The Meaning of Life: from the pages of the Little, Brown book - excerpts - Special Supplement to Sunset
Sunset, Dec, 1991 by David Friend, C.J. Vitulli, Helen Caldicott, Leah de Roulet, Yakov Smirnoff, Norman Vincent Peale, Stephen Jay Gould, Maya Ying Lin
I am not arrogant enough to assume that I know what the meaning of life is. When I contemplate the fact that the universe goes on forever, it is impossible for me to understand. If I think about the endlessness of time, if I think that when I die everything dies with me since everything is only here because I perceive it through my senses; if I spend too long contemplating what the infinity of the universe means--I could literally go mad. So I block those thoughts out.
We kid ourselves. We kid ourselves to make sense out of things. We have to boil the cosmos down to our own very minute frame of reference or sphere of vision. Then we set ourselves up as God because in our scientific quests we start to understand a few of the mechanisms of the life process.
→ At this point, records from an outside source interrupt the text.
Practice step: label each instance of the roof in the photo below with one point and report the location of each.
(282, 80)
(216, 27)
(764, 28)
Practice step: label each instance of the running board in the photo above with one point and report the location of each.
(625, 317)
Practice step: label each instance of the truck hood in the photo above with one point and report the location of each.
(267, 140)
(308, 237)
It's still egocentric, but to condense it down to a tiny microcosm: We're here to biologically reproduce, like cats and dogs and bacteria reproduce. Looked at in this way, the meaning of life, for me, has been to give birth to and to love my children. Now, of course, my babies have grown. So for me, today, the meaning of life is nature. For me, the meaning of life is the wallabies and kangaroos hopping around my house, the spectacular parrots. For me, the meaning of life is the wonder of evolution that produces the most extraordinary mix of species of which there are millions on earth and which we are now rapidly destroying. This rather strange species called man is an evolutionary aberrant intent on destroying nature and, therefore, the meaning of life.
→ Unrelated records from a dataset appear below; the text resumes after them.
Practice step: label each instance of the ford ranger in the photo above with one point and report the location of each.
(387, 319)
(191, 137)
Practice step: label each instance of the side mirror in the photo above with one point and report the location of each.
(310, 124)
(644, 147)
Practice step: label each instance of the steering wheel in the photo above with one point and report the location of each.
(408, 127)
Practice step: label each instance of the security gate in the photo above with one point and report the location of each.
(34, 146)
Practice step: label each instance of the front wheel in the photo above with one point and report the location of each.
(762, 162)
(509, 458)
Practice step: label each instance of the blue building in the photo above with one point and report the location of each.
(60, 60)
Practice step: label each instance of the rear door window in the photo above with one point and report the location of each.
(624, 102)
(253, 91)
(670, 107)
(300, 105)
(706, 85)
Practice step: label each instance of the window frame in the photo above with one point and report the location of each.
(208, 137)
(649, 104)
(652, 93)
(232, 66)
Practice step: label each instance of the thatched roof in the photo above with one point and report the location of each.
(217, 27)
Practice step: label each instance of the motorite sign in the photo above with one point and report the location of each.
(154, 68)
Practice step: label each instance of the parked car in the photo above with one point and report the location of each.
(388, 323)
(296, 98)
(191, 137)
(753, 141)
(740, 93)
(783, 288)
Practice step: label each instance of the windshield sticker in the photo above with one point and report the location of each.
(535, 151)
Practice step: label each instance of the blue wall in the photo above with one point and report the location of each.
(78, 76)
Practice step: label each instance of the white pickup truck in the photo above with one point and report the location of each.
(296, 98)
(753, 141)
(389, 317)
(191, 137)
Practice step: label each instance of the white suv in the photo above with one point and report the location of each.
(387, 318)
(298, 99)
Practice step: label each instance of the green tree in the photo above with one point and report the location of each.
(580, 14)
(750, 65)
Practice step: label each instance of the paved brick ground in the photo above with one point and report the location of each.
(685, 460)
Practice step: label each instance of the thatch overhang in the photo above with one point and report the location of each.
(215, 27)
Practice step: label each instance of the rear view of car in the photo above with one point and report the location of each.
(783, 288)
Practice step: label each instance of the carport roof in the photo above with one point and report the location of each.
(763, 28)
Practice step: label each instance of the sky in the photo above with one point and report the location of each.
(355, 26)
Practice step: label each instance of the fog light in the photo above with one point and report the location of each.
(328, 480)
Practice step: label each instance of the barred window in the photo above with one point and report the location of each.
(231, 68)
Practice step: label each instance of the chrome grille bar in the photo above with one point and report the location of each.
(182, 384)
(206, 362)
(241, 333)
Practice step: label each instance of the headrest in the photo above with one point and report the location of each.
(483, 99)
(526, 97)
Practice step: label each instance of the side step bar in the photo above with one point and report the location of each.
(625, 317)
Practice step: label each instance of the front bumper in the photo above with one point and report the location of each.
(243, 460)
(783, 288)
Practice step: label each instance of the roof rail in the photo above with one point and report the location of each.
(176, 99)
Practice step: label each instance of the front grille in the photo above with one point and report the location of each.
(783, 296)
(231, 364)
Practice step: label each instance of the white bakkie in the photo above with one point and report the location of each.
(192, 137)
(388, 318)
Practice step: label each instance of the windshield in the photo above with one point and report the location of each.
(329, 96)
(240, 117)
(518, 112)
Ah, the smell of flowers. I've just put flowers in a vase. The meaning of life is the flowers in the vase.
Helen Caldicott, Australian pediatrician and antinuclear proponent, is founding president of Physicians for Social Responsibility.
Almost every day of my life I see people in the process of going from the diagnosis of a dread disease to a terminal stage in that disease. Having encountered so many people facing the end of life, having witnessed them and their loved ones as they've asked, in an urgent and profound way, "What has my life meant?" I feel I have some partial answer to the reason we all exist. I am led to believe that if there is a real purpose for any of us, it is to somehow enhance each other's humanity--to love, to touch others' lives, to put others in touch with basic human emotions, to know that you have made even one life breathe easier because you have lived. By and large, the meaning of a person's life gets distilled to: How well have I loved? A person can then find hope in believing: Somebody loved me and I loved him or her and those memories that my loved one carries forward will shimmer on inside my children and grandchildren and beyond. When I talk to elderly people who are dying, if they have any regrets, they don't worry about their lack of material gainor about having had too little sucess in life. They worry about the kind of things they didn't do and should have done with the people that they loved.
I remember an unmarried teacher who was dying. She realized her life had been rich because, as she told me, "I know I've touched other people's lives and their lives are better for having known me." And there was a merchant seaman dying of gastric cancer that had been diagnosed at a late stage. He regretted that he had never married. But as we talked, he revealed that he had had many friends. He had traveled a lot. In sorting through the riffraff, he was able to find meaning in his life by virtue of the fact that he felt he had instilled a sense of passion for the experience of life within the souls of the people that he had known.
People sometimes ask me how I get through it all. I cry a lot. I love the people, I grieve their loss and I go on to the next one.
Leah de Roulet, social worker, counsels terminal cancer patients and their families.
We are here as a result of random occurrences. But what we accomplish since we are here may give some sense of meaning to our existence. Although the notion of "here" can be simply defined as the brief physical time that we exist as individuals, we have the ability to make that "here" extend beyond this physical existence. Man is part of a "collective consciousness." We are connected to one another through time by our creations, works, images, thoughts and writings. We communicate to future generations what we are, what we have been, hopefully influencing for the better what we will become. Our lives are given meaning by our actions-- accomplishments made while we are "here that extend beyond our own time.
Maya Lin, architect and artist, designed the Vietnam Veterans Memorial Wall in Washington, D.C.
My mother told me a story when I was a child. When Leo Tolstoy was an old man he was planting little apple trees. His neighbor laughed at him and called him a silly old man, because when the applies finally grew he wouldn't be around to eat them. Tolstoy told him, "Yes, but other people will eat them and they will think of me." I think that's what we're supposed to do: Leave more than we've found, give more than we've received, love more than we've been loved. And while we're here, we should always rewind the videotapes before returning them to the rental store.